In the jungle of VST's, effects, libraries So on and so on. Making up my mind is darn difficult. As a guy listening to scores almost 24/7 there are some pretty awesome effects going on. Powerfull and intense synth sounds rumbling through as a layer both distant and near.
Cant quite figure out what can make this kinda sounds, so since yall Prod and have many good and bad experiences. So why not get som help a long the way to see if it point me in the right direction. First of all, rule out kontakt, since it's a obvious choice. Just name one tool if you had to choose

1. Synth/effects with a built in sampler would be nice. Easy UI

2. Orchestral library

3. Solo Violin, viola and chello

4. Piano

5. Percussion (epic and thunderous)

6. Drum set/maschine

7. One of the other "instruments" out there thats a good allround flexible work horse.

8. Mixing effects. Since MANY are not even close to cover it. But EQ, reverb, delay, compressor, or the "perfect bundle"

9. Vintage keyboards can be added, preferably 80's

Then some might say that depends on what kind of scoring or music one would make. To make it easier, with all the above one could go from scoring Bladerunner2049 one day to Downtown Abbey the next. I am sure the list don't have to be more complicated than this, no matter what one would make. Bundles and subscriptions are allowed within reason. 

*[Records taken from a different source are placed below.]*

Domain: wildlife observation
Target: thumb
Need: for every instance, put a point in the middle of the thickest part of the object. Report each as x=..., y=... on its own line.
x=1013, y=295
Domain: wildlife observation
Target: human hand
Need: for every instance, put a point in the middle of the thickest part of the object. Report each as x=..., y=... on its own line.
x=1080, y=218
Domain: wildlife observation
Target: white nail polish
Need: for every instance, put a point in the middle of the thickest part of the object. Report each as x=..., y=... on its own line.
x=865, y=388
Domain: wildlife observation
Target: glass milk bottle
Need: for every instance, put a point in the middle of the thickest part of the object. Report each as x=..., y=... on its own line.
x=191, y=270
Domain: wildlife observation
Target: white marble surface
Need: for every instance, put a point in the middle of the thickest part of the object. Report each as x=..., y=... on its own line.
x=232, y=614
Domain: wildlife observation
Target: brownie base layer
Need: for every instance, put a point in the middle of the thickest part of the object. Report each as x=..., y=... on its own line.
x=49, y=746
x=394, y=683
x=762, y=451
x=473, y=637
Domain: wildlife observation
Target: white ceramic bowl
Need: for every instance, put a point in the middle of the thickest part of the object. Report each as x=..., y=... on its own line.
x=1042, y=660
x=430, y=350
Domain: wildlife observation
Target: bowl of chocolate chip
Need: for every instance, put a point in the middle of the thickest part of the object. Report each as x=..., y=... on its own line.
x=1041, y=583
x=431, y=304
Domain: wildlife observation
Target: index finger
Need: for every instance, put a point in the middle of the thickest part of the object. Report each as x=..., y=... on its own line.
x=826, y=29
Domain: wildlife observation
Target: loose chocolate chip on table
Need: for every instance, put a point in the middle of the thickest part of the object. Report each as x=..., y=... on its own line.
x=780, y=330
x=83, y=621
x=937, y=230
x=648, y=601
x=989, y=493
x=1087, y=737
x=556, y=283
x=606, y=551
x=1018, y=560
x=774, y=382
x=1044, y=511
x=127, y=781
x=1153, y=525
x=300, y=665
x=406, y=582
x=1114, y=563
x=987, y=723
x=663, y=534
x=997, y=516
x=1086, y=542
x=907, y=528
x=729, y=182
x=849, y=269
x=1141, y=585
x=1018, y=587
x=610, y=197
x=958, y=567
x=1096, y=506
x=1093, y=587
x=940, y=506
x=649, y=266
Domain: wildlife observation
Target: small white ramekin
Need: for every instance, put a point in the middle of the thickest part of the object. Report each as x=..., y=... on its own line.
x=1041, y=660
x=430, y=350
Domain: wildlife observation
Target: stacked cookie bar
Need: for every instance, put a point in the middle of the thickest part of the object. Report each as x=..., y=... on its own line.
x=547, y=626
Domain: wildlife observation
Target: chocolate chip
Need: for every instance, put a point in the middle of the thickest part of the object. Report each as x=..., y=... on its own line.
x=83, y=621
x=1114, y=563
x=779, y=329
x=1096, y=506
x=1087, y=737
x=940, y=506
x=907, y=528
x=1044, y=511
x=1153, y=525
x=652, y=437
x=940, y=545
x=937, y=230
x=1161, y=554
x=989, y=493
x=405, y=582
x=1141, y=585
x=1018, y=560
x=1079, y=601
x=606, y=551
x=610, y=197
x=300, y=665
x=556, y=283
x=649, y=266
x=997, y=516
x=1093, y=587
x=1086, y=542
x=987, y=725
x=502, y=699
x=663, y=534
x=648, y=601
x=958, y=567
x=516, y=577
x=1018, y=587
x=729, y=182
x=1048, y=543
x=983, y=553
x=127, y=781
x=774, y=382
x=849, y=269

Just one more thing, OPUS player doesn't purge for some reason and because I use HDD for budget reasons. It's a nogo for now. Clipping occurs every other key press. UVIworkstation and Kontakt player works just fine.


----------



## Lord Daknight (Oct 21, 2022)

1. Omnisphere
2. BBC Symphony Orchestra or Nucleus
3. Pacific Violin and Cello Freebies, Audio Imperia Solo
4. Cinepiano or Noire
5. Apocalypse Elements
6. Maybe the upcoming Tokyo Scoring Kits
7. Heavier7strings and Aaron Venture
8. N/A, I use stock plugins
9. Spitfire Labs or Sinefactory


----------



## TomislavEP (Oct 21, 2022)

I would definitely choose Komplete Standard as a firm foundation of any sound collection and a source of bread-and-butter sounds. I must admit, though, that with high-quality free series that exist today, especially LABS and Sine Factory, some things from Komplete could be replaced with those quite easily.

My choice for orchestral and cinematic libraries is definitely Spitfire, particularly compact solutions such as the Albion series, Originals series, and BBCSO Core.


----------



## Alchemedia (Oct 21, 2022)

How to save money and temper GAS...
#1: If it cannot be resold or at the very least demoed think twice. Better yet, don't buy it. 
#2: If it's not on sale wait until it is. 

"Some will pay for what others pay to avoid." --Howard Devoto


----------



## cloudbuster (Oct 21, 2022)

1. VPS Avenger
2. EWQL Hopus
3. really depends on the project
4. same
5. my own sample collection followed by an FX chain
6. Drum machine in Bitwig with multisamples
7. Bitwig
8. don't get me started on FX  but I'm still using iZotopes Alloy 2 or Waves AR strip on almost any track
9. Korg M1 (or MonoPoly, depends ... I owned both of them back in the day)


----------